There are separate configuration objects for incoming and outgoing connections, so this will entail two steps:

  1. Configuring sidecars to only accept incoming mTLS connections

  2. Configuring sidecars to always encrypt outgoing connections to other services in the mesh

Creating the ServiceMeshPolicy

To enforce mTLS encryption on incoming connections, you need to create the following ServiceMeshPolicy resource:

apiVersion: "maistra.io/v1"
kind: "ServiceMeshPolicy"
metadata:
  name: "default"
  namespace: <CONTROL_PLANE_NS>
spec:
  peers:
  - mtls: {}

This will instruct all sidecars in the mesh to only accept mTLS connections. Note that this resource has to be named 'default' and it has to be created in your control plane’s project.

This resource does not exist in upstream Istio, it has been added to Maistra. It replaces the upstream MeshPolicy, which is cluster-scoped. For more information, see the comparison of Maistra and upstream Istio.

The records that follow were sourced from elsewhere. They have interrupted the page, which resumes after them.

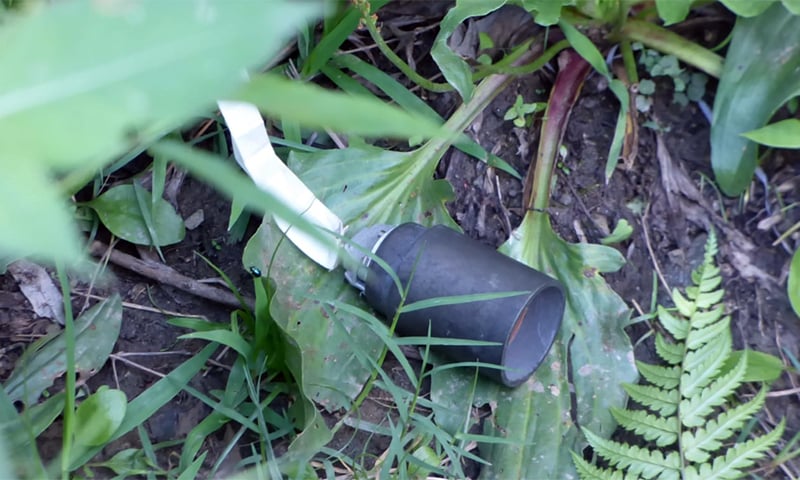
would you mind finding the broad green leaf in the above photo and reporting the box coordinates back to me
[0,162,82,262]
[0,387,52,478]
[242,141,455,411]
[86,185,185,246]
[3,295,122,407]
[68,343,217,470]
[0,1,318,264]
[789,248,800,317]
[656,0,693,25]
[601,218,633,245]
[0,1,318,167]
[74,387,127,447]
[741,118,800,148]
[722,350,785,383]
[720,0,775,16]
[521,0,571,25]
[430,0,506,101]
[784,0,800,14]
[559,20,611,79]
[710,3,800,195]
[236,74,443,140]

Creating the DestinationRule

Now we just need to configure Envoy to use mTLS when sending requests to other services in the mesh. This can be achieved by creating a DestinationRule resource:

apiVersion: "networking.istio.io/v1alpha3"
kind: "DestinationRule"
metadata:
  name: "default"
  namespace: <CONTROL_PLANE_NS>
spec:
  host: "*.local"
  trafficPolicy:
    tls:
      mode: ISTIO_MUTUAL

As you can see, using the wildcard "*.local" in spec.host we are matching all services in the same cluster. By creating the resource in the control plane’s project, we’re making sure it is applied to all services in the mesh. It is called 'default' again, but this time the name is not important; you can create as many DestinationRules as you like, as opposed to the singleton ServiceMeshPolicy. The spec.traffiPolicy.tls.mode of ISTIO_MUTUAL instructs Envoy to use mTLS for outgoing requests, and to use the certificates that are deployed by Istio’s Citadel component.